Based on our findings, educational institutions should choose PPO for personalized exam scheduling systems, particularly in environments with diverse student populations and complex scheduling constraints. The threshold-based student identification approach we developed provides a practical deployment strategy that focuses on students with irregular scheduling patterns, where PPO demonstrates maximum effectiveness. While PPO requires higher implementation complexity than Q-Learning, the substantial performance advantages justify the additional development effort, particularly for institutions with significant numbers of students experiencing scheduling difficulties.
This research demonstrates the practical viability and substantial benefits of applying Reinforcement Learning to personalized educational scheduling. These findings underscore the importance of algorithm selection in educational AI systems. The clear superiority of PPO over Q-Learning, particularly for students most in need of assistance, provides actionable guidance for educational institutions seeking to improve student outcomes through intelligent scheduling systems. The 42.0% success rate achieved by PPO in helping students improve their scheduling, combined with the 5.5-month average delay reduction, represents meaningful progress toward more personalized and effective educational support systems.

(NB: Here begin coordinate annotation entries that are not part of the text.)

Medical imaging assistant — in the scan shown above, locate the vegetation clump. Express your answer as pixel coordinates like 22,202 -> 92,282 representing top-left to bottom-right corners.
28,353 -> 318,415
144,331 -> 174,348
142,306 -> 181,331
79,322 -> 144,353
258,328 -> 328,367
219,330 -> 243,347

The threshold-based approach we developed offers a scalable framework for identifying students who would benefit most from such systems, ensuring efficient resource allocation and maximum educational impact. This work contributes to the growing field of AI in education by demonstrating how algorithmic choice significantly impacts real-world educational outcomes, providing both theoretical understanding and practical guidance for implementing RL-based solutions in academic environments.

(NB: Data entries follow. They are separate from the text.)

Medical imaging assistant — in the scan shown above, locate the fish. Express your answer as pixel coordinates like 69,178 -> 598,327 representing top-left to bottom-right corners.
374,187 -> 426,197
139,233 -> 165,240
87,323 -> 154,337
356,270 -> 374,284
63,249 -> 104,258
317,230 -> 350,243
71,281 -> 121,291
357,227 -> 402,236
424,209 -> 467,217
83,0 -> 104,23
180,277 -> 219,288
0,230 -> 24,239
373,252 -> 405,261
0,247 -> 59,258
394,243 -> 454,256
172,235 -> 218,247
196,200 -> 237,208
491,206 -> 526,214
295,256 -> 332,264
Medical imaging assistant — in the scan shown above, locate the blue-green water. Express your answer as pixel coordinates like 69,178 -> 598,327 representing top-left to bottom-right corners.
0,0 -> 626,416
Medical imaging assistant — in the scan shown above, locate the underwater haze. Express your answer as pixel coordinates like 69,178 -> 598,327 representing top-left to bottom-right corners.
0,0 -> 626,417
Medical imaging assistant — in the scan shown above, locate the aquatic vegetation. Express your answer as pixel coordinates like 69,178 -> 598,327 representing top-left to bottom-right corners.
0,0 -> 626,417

In light of our evidence, several future research directions naturally emerge from the current results. First, since our threshold-based approach achieved great coverage of students requiring intervention, it would be valuable to extend this method to all degree programs within the reference university. This would allow us to verify its effectiveness across different academic disciplines and educational pathways. Secondly, although PPO clearly outperformed Q-Learning in terms of delay reduction and student support rate, it also showed higher implementation complexity. Exploring hybrid approaches that combine Q-Learning’s stability with PPO’s adaptability could potentially reduce implementation complexity while maintaining strong performance levels. Third, our current model focuses primarily on scheduling data. Incorporating additional features, such as student learning styles, course difficulty, prerequisite relationships, and perceived workload, could enhance personalization and improve the accuracy of scheduling recommendations. Finally, transparency could be a key element for the effective integration of AI-based systems in education. Future research should therefore explore Explainable AI (XAI) techniques to make Reinforcement Learning-based recommendations more understandable for students and academic tutors. Improving system interpretability would increase user trust, foster decision-making accountability, and facilitate broader institutional adoption. Overall, these directions represent a coherent extension of the study findings, aimed at enhancing the scalability and practical applicability of Reinforcement Learning in personalized educational planning.